Dinimizin emir ve yasaklarında yapılan her değişiklik,bid'attir, doğru yoldan ayrılmaktır. Bu konuda, İslâm âlimlerinin büyüklerinden olan İmâm-ı Rabbânî hazretleri buyuruyor ki:
“En mesût, en kazançlı kimse, dinsizliğin çoğaldığı bir zamânda, unutulmuş sünnetlerden birini meydâna çıkaran ve yayılmış bid'atlerden birini yok eden kimsedir. Peygamber efendimizin zamânından uzaklaştıkça, sünnetler örtülmekte, yalanlar çoğaldığı için, bid'at yayılmaktadır. Bir kahramân lâzımdır ki, sünnete yardım edip, bid'ati durdursun. Bid'ati yaymak, dîn-i islâmı yıkmaktır. Bid'at çıkarana ve işleyenlere hürmet etmek, onları büyük bilmek, İslâmiyetin yok olmasına sebep olur. Hadîs-i şerîfte; (Bid'at işleyenlere büyük diyen, Müslümânlığı yıkmaya yardım etmiş olur) buyurulmuştur.

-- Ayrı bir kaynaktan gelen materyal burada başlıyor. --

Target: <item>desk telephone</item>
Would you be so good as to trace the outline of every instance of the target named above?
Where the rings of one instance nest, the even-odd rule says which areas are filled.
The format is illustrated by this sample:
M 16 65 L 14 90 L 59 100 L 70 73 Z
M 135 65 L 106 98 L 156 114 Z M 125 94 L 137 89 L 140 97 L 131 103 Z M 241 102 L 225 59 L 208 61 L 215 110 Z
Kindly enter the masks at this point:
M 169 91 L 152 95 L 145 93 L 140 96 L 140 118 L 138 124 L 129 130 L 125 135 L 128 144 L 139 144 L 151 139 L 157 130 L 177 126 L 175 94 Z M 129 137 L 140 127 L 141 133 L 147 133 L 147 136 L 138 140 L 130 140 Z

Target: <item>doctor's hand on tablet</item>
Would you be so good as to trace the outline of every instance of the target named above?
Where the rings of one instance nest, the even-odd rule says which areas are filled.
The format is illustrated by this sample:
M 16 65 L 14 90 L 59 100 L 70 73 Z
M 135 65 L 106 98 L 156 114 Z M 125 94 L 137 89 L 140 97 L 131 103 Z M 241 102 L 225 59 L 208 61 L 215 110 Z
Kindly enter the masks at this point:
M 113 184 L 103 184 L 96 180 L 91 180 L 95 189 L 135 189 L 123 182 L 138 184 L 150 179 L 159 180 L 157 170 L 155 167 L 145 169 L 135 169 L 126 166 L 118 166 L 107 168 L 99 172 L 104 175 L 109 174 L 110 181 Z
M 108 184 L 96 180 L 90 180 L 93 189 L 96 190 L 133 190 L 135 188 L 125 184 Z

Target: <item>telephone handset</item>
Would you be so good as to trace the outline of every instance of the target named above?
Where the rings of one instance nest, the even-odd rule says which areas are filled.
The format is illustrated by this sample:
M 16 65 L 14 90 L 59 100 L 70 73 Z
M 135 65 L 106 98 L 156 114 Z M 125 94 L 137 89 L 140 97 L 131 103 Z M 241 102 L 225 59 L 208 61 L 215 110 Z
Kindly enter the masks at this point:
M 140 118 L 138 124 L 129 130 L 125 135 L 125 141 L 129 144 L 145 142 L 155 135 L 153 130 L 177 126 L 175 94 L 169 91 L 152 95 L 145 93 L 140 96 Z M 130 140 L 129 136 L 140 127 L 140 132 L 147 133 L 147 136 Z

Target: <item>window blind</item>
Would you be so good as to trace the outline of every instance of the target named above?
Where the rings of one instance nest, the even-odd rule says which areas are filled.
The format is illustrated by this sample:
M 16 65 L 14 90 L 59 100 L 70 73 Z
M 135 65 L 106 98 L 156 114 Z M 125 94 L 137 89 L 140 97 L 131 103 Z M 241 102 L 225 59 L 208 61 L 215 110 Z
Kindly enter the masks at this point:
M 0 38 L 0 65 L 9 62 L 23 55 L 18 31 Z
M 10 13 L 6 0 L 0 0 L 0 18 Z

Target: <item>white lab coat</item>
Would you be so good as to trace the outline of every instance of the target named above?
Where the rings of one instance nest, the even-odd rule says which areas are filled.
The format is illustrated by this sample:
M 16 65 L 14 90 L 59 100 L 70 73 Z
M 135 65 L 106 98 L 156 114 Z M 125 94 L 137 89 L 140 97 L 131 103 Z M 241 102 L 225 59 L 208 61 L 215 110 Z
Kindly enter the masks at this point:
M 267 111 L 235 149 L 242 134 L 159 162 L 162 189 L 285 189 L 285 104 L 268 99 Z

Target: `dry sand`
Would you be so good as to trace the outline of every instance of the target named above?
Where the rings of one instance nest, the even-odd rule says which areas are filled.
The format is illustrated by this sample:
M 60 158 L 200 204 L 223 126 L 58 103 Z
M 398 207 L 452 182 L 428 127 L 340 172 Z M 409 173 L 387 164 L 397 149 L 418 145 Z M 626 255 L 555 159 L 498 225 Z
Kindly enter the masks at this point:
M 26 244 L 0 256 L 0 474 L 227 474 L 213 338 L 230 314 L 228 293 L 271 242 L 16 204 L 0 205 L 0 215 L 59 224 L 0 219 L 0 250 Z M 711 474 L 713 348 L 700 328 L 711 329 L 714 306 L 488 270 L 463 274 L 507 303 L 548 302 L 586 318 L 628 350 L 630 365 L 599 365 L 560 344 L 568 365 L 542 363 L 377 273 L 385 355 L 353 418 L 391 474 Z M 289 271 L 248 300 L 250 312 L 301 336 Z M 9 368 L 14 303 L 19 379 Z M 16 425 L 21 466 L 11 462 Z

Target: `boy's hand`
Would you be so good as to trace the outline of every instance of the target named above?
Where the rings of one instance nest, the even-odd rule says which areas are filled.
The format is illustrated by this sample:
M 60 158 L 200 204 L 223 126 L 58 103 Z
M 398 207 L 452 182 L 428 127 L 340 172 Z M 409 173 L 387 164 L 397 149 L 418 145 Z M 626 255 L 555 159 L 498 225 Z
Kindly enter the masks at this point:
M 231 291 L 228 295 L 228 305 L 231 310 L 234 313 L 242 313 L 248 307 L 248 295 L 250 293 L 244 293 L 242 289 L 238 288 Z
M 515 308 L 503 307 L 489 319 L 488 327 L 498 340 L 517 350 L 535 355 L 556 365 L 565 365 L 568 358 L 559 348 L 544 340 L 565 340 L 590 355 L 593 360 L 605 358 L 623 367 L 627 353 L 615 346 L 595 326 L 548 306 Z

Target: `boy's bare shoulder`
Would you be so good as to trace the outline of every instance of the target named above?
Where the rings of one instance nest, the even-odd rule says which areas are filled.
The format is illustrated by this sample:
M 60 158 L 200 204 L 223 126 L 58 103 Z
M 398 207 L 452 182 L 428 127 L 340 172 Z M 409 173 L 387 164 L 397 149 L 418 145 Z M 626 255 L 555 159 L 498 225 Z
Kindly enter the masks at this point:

Bunun ne demek olduğunu iyi düşünmelidir. Bir sünneti meydâna çıkarmak ve bir bid'ati ortadan kaldırmak için, son gayretle çalışmak lâzımdır. Her zamân, hele Müslümânlığın çok zayıfladığı bu zamânda, İslâmiyeti kuvvetlendirmek için, sünnetleri yaymak ve bid'atleri yıkmak lâzımdır. Bid'atlerden bâzılarına, hasene yani güzel ismi verilmiştir.Mesela Kandil geceleri.Kandil gecelerine bid'at demekte doğru değildir.Çünkü bu gecelerde Kur'an okunur,yoğun bir şekilde ibadet edilir.Allah'ın emir ve yasakları çiğnenmez.Sünnetler ortadan kaldırılmaz.
Müslümânlığın zayıfladığı bu zamânda, selâmet bulmak, Cehennemden kurtulmak, sünnete yapışmakla; dîni yıkmak ise, nasıl olursa olsun, herhangi bir bid'ate kapılmakla olduğunu görüyorum. Bid'atlerin her birini, İslâm binâsını yıkan bir kazma gibi, sünnetleri ise, karanlık gecede yol gösteren, parlak yıldızlar gibi anlıyorum.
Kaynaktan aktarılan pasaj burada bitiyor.